Indonesian President Susilo Bambang Yudhoyono this week urged the international community to protect its forests, in the wake of forestry issues being sidelined at Rio+20 conference on sustainable development to be held later this month.
"Sustainable forestry is critical to our efforts at sustainable development as well as to our climate mitigation efforts," Yudhonoyo said. "Losing our tropical rainforests would constitute the ultimate national, global and planetary disaster."
Yudhonoyo, who takes a keen interest in environmental protection, gave his Wednesday address at the Center for International Forestry Research (CIFOR) headquarters in Bogor, West Java. He was commended by CIFOR director general Frances Seymour for Indonesia’s recent efforts to protect its forests.
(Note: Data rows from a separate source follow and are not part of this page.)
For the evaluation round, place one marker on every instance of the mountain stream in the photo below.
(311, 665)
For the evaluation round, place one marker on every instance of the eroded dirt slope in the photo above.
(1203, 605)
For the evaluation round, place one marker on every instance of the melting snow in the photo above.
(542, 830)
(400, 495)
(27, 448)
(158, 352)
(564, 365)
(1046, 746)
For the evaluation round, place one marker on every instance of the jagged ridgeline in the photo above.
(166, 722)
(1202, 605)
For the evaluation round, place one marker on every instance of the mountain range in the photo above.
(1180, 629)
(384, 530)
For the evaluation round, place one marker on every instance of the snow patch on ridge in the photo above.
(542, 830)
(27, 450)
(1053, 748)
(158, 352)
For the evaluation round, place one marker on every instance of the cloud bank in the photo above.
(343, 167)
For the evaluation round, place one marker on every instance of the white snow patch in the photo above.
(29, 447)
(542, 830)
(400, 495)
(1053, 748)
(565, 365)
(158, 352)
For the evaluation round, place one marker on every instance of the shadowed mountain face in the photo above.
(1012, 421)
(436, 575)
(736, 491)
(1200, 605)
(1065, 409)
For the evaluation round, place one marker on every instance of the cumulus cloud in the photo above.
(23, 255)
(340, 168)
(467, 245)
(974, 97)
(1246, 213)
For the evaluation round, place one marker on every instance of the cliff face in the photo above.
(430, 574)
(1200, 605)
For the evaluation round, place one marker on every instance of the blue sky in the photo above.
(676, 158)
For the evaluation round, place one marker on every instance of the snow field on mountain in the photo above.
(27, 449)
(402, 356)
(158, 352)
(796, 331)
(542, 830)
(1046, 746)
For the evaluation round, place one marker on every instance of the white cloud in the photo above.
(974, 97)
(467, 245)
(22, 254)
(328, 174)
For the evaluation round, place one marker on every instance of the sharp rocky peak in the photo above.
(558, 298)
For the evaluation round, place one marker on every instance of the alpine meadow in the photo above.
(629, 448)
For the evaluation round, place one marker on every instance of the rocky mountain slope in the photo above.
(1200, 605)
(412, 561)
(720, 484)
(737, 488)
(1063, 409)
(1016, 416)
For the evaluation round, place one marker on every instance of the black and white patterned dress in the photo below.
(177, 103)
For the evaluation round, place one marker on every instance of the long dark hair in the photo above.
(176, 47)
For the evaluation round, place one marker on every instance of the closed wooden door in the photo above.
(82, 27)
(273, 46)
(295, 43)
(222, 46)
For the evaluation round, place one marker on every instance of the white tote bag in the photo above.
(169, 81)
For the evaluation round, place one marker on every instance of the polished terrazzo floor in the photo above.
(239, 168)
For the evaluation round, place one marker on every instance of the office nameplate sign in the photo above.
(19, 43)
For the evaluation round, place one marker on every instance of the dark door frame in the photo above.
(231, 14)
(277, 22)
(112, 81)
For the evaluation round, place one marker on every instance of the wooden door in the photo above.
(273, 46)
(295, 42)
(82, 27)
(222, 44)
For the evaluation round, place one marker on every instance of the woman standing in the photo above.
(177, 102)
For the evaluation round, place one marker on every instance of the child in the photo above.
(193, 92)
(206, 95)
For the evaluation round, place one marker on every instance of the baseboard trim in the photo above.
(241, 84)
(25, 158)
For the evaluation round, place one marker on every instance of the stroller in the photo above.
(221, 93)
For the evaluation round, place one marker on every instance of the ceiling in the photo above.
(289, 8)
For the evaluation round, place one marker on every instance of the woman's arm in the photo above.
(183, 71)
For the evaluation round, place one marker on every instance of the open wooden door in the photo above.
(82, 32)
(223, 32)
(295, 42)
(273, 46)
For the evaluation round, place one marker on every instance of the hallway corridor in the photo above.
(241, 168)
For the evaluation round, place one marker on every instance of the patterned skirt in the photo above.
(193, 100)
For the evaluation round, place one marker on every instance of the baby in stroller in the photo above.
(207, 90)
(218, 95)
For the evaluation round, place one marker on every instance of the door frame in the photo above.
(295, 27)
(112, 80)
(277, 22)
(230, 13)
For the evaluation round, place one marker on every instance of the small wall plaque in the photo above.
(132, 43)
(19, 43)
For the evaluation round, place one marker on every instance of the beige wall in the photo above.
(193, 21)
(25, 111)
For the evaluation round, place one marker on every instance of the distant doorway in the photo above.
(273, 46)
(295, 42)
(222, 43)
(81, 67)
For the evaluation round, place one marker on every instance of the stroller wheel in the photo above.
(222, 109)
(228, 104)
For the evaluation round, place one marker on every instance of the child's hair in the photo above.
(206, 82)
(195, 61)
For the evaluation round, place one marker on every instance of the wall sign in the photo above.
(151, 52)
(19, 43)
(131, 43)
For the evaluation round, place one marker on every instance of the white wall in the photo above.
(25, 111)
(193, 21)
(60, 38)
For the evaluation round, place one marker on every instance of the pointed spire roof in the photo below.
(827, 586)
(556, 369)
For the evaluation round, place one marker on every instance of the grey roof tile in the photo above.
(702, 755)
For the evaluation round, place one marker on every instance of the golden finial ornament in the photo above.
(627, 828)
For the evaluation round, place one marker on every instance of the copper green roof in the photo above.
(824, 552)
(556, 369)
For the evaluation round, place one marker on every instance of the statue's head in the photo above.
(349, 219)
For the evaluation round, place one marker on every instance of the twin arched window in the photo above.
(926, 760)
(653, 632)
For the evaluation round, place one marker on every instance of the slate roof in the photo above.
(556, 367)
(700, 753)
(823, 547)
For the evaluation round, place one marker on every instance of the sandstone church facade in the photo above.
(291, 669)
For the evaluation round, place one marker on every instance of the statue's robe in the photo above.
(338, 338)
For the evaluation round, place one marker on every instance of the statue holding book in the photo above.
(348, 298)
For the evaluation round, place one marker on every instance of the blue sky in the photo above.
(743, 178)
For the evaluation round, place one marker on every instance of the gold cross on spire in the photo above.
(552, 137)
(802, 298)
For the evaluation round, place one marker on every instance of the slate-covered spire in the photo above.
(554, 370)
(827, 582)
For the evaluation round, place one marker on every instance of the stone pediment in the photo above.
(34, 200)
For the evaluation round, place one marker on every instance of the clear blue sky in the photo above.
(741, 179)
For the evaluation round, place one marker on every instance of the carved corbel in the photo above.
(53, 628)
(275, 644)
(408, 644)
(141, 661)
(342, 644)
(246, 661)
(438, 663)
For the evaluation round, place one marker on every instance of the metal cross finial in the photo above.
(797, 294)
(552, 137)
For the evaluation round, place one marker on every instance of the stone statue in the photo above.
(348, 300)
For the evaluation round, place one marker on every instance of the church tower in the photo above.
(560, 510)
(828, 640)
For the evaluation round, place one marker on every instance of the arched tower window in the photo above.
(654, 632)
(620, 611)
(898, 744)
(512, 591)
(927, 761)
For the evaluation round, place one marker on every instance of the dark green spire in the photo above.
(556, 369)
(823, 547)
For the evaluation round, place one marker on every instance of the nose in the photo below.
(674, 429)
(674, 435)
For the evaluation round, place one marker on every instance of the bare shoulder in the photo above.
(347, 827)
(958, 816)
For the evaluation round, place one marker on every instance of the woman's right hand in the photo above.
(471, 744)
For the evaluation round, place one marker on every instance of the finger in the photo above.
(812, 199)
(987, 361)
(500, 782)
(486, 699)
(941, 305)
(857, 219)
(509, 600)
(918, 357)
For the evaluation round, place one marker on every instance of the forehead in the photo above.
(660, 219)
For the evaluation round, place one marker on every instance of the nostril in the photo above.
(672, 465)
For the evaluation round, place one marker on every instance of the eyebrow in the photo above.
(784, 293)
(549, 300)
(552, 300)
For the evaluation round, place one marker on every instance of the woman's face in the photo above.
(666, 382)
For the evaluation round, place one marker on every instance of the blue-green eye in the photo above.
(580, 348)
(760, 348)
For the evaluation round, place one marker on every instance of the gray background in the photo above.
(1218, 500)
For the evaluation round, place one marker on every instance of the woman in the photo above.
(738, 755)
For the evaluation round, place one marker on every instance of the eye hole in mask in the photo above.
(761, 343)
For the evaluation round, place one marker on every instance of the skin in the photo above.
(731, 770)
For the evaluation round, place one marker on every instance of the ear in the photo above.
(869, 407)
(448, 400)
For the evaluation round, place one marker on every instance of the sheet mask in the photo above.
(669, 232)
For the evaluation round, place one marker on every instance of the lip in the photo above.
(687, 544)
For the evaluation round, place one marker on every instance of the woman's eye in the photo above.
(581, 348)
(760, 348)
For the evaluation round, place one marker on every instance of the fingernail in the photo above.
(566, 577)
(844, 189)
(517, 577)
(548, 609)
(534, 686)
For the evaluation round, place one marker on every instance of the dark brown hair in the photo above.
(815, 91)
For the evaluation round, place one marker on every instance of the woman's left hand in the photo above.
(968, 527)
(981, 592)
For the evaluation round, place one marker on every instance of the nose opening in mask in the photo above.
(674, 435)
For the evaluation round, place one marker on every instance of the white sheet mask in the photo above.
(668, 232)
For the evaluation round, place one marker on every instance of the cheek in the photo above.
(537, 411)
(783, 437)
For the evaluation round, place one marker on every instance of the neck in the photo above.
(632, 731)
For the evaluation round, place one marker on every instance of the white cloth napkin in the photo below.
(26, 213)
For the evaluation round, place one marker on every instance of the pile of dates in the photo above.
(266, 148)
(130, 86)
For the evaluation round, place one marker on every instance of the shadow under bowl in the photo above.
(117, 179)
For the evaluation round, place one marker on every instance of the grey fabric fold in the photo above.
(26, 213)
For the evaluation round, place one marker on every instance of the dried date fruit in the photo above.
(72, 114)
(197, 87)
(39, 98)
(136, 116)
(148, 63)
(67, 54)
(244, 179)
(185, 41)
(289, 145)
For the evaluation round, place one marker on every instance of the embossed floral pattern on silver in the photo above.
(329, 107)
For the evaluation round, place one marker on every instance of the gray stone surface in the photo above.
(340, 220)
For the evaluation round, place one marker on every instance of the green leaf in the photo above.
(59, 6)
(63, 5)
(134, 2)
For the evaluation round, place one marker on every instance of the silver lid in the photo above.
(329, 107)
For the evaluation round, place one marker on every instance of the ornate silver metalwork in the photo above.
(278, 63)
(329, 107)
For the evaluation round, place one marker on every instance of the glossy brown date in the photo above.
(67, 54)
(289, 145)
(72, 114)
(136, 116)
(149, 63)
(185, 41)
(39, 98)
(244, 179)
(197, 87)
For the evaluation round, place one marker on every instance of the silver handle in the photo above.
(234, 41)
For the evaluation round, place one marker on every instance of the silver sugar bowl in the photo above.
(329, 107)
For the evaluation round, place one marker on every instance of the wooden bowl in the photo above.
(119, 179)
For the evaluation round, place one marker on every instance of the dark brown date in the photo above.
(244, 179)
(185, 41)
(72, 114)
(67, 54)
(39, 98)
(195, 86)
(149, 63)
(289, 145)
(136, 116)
Seymour cited Indonesia’s execution of Principle 10 of the Rio Declaration, made at the 1992 Earth Summit, that stipulates "environmental issues are best handled with the participation of all concerned citizens, at the relevant level" and "states shall facilitate and encourage public awareness and participation by making information widely available".
"Indonesia has made enormous progress in realising the objectives of Principle 10 over the last 20 years, including with respect to the management of its vast forests," Seymour said.
She also referred to Indonesia’s role as host of the first Ministerial on Forest Law Enforcement and Governance to address the problem of illegal logging in September 2001.
Indonesia has the third largest tropical forest in the world, and as such is a key player in combatting climate change. Its forests are sites of great biodiversity, holding about 12 per cent of the world’s species of mammals and 16 per cent of the world’s reptile and amphibian species.
It also has the second largest growth of mangrove forests, which aside from its role as carbon stock, are the habitats for marine life and act as a barrier for communities against destructive storms. The country holds 50 percent of the world’s tropical peatlands that store great amounts of carbon.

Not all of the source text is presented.